(Original 8 x 2.)
One other notable form of illustration remains, and that is the purely decorative. This is seen to advantage in the book-plates in which a device bears the name of the owner and is affixed to each book; to revive which custom an effort has happily been made of late. In allegorical figures and scrollwork on title-pages, at heads of chapters, in borders, in large initial letters, at the termination of a chapter, or a design interspersed with the type on a page, and in many other forms beyond the prescribed shape which its position determines, there is little to restrict the artist. Some examples of designs for book-plates were recently given in that excellent magazine The Studio; and some interesting and wholly praiseworthy "initials," formed on an actual photogram, appeared recently in The Photogram. These are two instances out of the many which may be seen on every hand, and in this connection I have long felt that photograms from nature might be more largely applied to book illustration or decoration.
Thus I have endeavoured to indicate the principal uses of illustrations. Now in every work of art, its strength and its success are dependent in a great measure upon its composition and purpose possessing simplicity and unity, and I think that it cannot be too deeply impressed upon the illustrator that singleness of purpose will be a strong contributory to success.
If the purpose of the illustration be to explain or to describe, then let it do that at the sacrifice, if need be, of all else; and if, at the same time, it be possible to introduce such qualities as will make it void of offence to the more cultivated eye, so much the better; but the particular aim and intention must be paramount. In like manner, if the illustration be for purely ornamental purposes, or purely pictorial, giving pleasure to the eye and the sense of beauty: then to attempt to make it fulfil the function of a teacher, to anything more than a subordinate degree, is to divide, and therefore to weaken, both capacities.

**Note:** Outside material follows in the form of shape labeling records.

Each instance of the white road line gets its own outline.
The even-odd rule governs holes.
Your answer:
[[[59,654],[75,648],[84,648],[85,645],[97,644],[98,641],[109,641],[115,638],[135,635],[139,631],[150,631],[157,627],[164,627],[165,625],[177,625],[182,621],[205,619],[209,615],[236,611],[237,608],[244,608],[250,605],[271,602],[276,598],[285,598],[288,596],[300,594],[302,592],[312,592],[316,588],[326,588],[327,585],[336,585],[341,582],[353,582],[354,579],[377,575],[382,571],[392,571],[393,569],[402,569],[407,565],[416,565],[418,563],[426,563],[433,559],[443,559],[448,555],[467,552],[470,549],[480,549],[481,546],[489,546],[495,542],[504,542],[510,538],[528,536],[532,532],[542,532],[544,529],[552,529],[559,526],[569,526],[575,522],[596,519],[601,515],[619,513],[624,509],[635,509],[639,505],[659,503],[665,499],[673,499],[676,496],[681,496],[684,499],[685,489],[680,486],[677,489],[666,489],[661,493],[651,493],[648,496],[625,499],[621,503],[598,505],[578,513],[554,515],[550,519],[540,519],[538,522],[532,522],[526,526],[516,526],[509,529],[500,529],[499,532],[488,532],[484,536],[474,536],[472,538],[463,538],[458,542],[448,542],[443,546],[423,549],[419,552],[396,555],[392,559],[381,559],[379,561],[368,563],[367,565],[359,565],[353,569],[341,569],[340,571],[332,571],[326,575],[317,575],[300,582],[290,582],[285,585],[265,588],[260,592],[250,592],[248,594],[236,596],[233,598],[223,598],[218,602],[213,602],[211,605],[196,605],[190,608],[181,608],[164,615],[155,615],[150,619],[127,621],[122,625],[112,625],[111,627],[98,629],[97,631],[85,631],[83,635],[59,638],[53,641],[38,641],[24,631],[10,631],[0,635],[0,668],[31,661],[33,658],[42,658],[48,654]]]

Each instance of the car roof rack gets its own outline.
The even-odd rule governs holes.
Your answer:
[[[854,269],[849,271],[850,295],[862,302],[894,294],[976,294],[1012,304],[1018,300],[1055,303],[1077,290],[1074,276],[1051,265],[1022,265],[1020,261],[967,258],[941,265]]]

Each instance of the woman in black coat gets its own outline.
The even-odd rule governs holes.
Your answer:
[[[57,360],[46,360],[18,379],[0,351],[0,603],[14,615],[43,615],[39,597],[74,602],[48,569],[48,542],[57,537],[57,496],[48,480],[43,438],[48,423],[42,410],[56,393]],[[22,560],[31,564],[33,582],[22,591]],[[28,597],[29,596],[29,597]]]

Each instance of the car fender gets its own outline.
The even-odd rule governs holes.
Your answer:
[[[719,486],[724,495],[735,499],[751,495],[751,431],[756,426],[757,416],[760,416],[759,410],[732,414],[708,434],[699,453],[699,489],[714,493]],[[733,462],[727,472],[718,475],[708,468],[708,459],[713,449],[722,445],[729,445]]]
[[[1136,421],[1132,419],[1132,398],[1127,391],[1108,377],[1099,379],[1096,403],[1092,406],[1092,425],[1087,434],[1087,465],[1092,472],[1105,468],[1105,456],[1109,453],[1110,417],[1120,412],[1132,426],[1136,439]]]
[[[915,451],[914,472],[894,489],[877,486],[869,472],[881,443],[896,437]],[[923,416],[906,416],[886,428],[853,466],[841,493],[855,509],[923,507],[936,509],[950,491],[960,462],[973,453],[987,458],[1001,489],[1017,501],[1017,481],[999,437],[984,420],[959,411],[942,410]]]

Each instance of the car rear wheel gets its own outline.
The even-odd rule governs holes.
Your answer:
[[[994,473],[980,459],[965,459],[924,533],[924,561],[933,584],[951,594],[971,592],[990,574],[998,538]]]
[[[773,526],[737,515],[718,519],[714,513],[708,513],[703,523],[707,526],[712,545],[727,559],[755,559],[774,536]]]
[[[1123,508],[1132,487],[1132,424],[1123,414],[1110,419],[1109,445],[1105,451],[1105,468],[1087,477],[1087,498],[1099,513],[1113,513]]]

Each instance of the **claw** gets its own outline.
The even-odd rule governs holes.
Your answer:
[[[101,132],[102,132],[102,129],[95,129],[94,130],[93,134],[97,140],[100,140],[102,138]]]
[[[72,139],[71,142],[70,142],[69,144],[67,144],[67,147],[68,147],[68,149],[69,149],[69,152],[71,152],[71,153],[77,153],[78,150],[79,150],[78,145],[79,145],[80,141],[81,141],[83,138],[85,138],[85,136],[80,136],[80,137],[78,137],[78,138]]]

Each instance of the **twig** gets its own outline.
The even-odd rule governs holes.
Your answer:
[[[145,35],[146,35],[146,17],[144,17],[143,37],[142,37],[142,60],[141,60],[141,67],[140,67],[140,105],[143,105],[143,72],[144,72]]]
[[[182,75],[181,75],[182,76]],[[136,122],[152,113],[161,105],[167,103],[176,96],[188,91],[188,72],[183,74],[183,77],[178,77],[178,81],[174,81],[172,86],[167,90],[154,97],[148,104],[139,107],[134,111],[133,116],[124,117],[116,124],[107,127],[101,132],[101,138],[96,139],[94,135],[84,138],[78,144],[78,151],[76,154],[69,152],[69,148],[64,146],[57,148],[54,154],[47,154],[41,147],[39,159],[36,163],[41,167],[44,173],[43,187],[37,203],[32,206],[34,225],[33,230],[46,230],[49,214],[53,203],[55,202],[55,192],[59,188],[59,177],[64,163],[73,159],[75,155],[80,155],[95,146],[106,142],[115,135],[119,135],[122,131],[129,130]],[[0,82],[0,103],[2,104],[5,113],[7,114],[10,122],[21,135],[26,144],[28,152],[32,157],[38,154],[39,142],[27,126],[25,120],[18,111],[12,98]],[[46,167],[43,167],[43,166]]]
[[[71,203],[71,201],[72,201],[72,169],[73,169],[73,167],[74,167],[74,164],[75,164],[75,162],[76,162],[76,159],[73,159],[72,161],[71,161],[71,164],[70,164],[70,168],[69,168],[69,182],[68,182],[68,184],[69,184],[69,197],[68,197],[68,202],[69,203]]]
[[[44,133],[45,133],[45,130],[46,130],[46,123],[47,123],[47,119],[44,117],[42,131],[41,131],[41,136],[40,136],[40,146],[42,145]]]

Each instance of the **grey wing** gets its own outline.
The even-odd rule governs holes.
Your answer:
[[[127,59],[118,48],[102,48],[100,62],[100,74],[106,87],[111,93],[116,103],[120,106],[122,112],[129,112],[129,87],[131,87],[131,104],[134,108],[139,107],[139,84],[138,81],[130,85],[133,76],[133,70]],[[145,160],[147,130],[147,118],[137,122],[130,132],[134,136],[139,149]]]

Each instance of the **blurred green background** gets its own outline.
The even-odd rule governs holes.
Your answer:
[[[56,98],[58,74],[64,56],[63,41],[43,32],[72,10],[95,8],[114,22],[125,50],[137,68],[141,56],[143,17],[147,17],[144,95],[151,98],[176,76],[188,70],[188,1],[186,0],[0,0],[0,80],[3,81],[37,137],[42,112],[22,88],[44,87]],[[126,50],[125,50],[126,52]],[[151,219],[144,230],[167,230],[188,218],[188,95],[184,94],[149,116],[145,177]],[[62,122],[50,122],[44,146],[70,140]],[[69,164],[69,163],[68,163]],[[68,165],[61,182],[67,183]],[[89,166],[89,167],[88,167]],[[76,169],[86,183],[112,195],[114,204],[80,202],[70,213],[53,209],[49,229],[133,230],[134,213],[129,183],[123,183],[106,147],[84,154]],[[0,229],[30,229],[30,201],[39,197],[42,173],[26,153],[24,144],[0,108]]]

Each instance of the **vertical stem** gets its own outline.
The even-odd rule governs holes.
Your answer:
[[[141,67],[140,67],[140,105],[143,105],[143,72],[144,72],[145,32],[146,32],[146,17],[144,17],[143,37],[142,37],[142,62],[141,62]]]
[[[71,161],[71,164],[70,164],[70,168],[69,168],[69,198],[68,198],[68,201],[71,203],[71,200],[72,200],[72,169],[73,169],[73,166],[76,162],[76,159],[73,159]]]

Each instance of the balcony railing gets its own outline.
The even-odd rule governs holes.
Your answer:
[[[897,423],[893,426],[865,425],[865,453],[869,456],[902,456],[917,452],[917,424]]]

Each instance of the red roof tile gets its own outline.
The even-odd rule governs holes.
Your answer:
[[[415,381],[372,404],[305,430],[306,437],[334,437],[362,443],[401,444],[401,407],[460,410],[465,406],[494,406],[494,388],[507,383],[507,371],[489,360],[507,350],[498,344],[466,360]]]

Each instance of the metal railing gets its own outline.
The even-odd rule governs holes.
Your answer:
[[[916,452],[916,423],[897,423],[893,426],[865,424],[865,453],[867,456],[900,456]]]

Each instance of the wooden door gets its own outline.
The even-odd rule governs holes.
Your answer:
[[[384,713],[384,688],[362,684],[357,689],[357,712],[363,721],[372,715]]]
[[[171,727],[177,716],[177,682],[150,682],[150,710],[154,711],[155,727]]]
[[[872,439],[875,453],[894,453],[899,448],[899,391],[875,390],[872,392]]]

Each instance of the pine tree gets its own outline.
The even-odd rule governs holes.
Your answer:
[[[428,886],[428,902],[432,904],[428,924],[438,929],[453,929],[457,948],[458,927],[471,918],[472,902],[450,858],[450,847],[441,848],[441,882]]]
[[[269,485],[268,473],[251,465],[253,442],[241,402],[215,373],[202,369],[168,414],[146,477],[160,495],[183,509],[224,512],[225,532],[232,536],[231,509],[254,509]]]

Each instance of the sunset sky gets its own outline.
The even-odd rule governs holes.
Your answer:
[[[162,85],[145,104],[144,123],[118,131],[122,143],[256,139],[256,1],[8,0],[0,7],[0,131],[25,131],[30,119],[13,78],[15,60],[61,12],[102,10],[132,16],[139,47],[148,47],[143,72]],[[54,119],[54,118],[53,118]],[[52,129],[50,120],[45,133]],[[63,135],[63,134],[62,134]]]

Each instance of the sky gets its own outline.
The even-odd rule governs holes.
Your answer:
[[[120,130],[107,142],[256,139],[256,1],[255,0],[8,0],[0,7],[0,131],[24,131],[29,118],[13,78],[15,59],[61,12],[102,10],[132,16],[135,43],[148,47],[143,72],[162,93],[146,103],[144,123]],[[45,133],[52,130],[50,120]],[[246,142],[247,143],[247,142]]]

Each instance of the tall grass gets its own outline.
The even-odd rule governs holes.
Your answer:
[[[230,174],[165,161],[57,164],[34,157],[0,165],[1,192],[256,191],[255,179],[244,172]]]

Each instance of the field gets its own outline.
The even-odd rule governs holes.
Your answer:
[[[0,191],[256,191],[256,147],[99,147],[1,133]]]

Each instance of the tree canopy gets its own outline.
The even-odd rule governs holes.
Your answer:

An illustration, therefore, should be thought out, designed, and produced, with a definite and single purpose.
Speaking of the rise and development of newspaper illustration, in a lecture delivered before the Society of Arts, in November, 1893, Mr. Henry Blackburn quoted from a discussion held at the same place in 1875, when the following conclusion was arrived at: "In the production of illustrations we have arrived at great proficiency, and from London are issued the best illustrated newspapers in the world. But our artistic skill has led us into temptation, and by degrees engendered a habit of making pictures when we ought to be recording facts. We have thus, through our cleverness, created a fashion, and a demand from the public, for something which is often elaborately untrue.
"Would it, then, be too much to ask those who cater for (and really create) the public taste, that they should give us one of two things, or rather two things, in our illustrated papers—the real and the ideal.
"1st. Pictorial records of events in the simplest and truest manner possible."
"2nd. Pictures of the highest class that can be printed in a newspaper."